Former co-workers say that's giving the bugs too much credit.
"David is incredibly hardworking," said Cheleste M. Thorpe, an assistant professor of medicine at Tufts-New England Medical Center in Boston who used to work with Acheson. "He was always the first one in in the morning, the one whose door opened at 7. And he'd been up since 4:30 exercising and walking his dog."
He's willing to get his hands dirty, too, said Thorpe, who with Acheson studied bacteria that live in the digestive systems of animals.
"We'd get these huge chests filled with Ziploc bags full of frozen animal poop. The protocol called for them to be thawed, weighed out and cultured in these big flasks," Thorpe said.
"The technician found this to be an unpleasant part of the job. Ditto for us. So David would come in every day and weigh out the animal poop. We'd all leave the lab.

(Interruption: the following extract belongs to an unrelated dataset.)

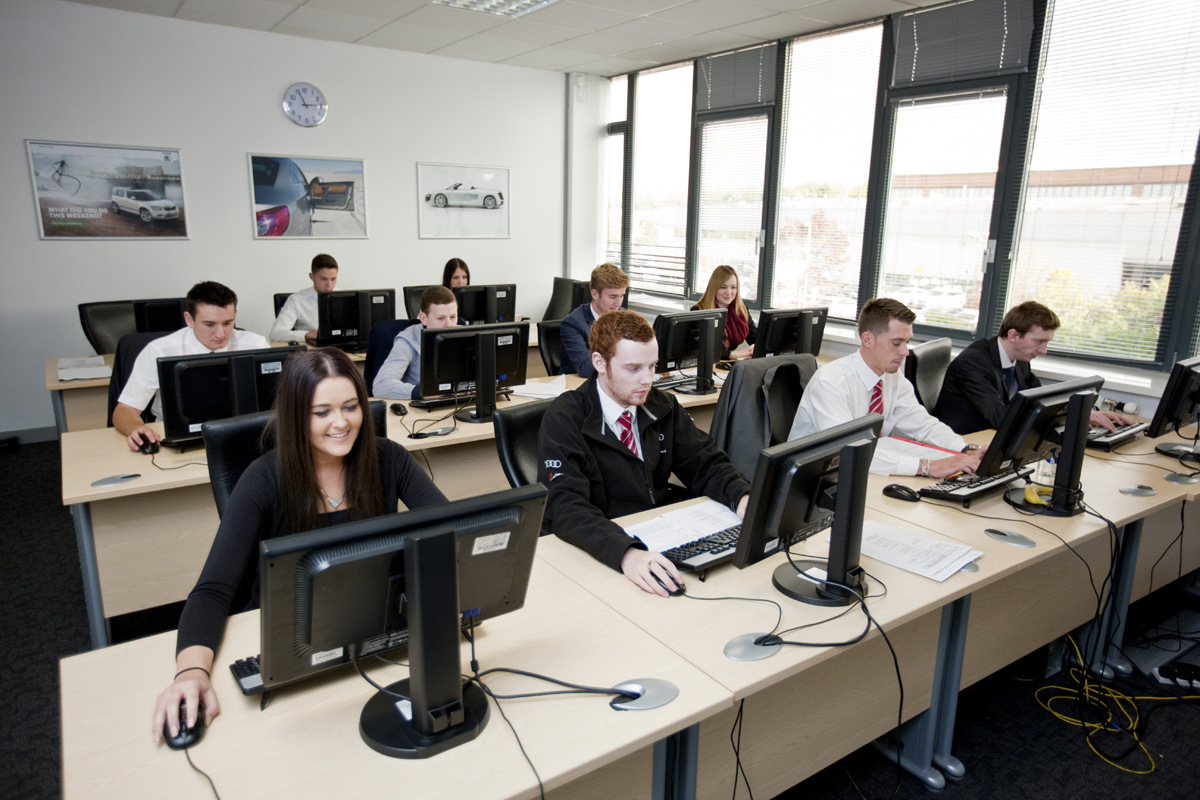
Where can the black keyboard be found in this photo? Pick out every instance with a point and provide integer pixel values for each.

That was all Acheson."
Acheson, 51, is trim and amicable and seems comfortable in the crisp white shirt and silk tie that have replaced his lab coat. He's got a British accent but no trace of stuffiness. In a recent interview at FDA headquarters in Rockville, he talked about his passion for public education and his commitment to making the wobbly global food-safety system work better -- even though he's acutely aware that, in his new position, a food-related outbreak has as much potential to break his career as to make it.

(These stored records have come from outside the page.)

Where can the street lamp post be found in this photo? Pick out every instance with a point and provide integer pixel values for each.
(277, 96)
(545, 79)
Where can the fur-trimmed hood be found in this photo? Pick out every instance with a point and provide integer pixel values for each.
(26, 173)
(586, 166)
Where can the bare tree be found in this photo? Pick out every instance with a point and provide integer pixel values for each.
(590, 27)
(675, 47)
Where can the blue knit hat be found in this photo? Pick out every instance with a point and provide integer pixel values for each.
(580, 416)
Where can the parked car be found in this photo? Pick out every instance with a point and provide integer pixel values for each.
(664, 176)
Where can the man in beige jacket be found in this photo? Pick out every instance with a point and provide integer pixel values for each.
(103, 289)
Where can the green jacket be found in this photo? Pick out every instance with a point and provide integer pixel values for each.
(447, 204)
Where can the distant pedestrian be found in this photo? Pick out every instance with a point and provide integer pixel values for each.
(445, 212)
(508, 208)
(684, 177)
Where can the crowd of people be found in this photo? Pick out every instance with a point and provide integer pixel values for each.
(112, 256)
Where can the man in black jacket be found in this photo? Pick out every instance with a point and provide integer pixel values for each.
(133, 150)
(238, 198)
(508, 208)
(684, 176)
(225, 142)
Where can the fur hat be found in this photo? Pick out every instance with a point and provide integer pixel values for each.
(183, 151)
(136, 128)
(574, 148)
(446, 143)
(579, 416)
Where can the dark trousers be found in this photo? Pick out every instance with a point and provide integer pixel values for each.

That wasn't the case in 1993, when four children died and hundreds got sick after eating hamburgers from Jack in the Box tainted with E. coli O157:H7. At the time, he was an infectious-diseases doctor from London who just happened to be doing research in Boston on that bacterium's deadly toxin.

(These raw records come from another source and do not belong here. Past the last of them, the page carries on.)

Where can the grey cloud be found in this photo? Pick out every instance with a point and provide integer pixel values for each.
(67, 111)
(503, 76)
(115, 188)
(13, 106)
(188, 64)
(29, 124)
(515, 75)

"People were asking, 'What is this bug? Who knows about it?' " Acheson said. "I was one of the few people in the United States who had worked on it. I was an expert!"
Acheson became something of a spokesman on E. coli, and that bout of media exposure helped him realize that he was good at public health education. Dell Publishing noticed, too, and offered him a book contract. The result, with a pair of writers, was "Safe Eating: Protect Yourself and Your Family Against Deadly Bacteria," an authoritative 352-page consumer guide.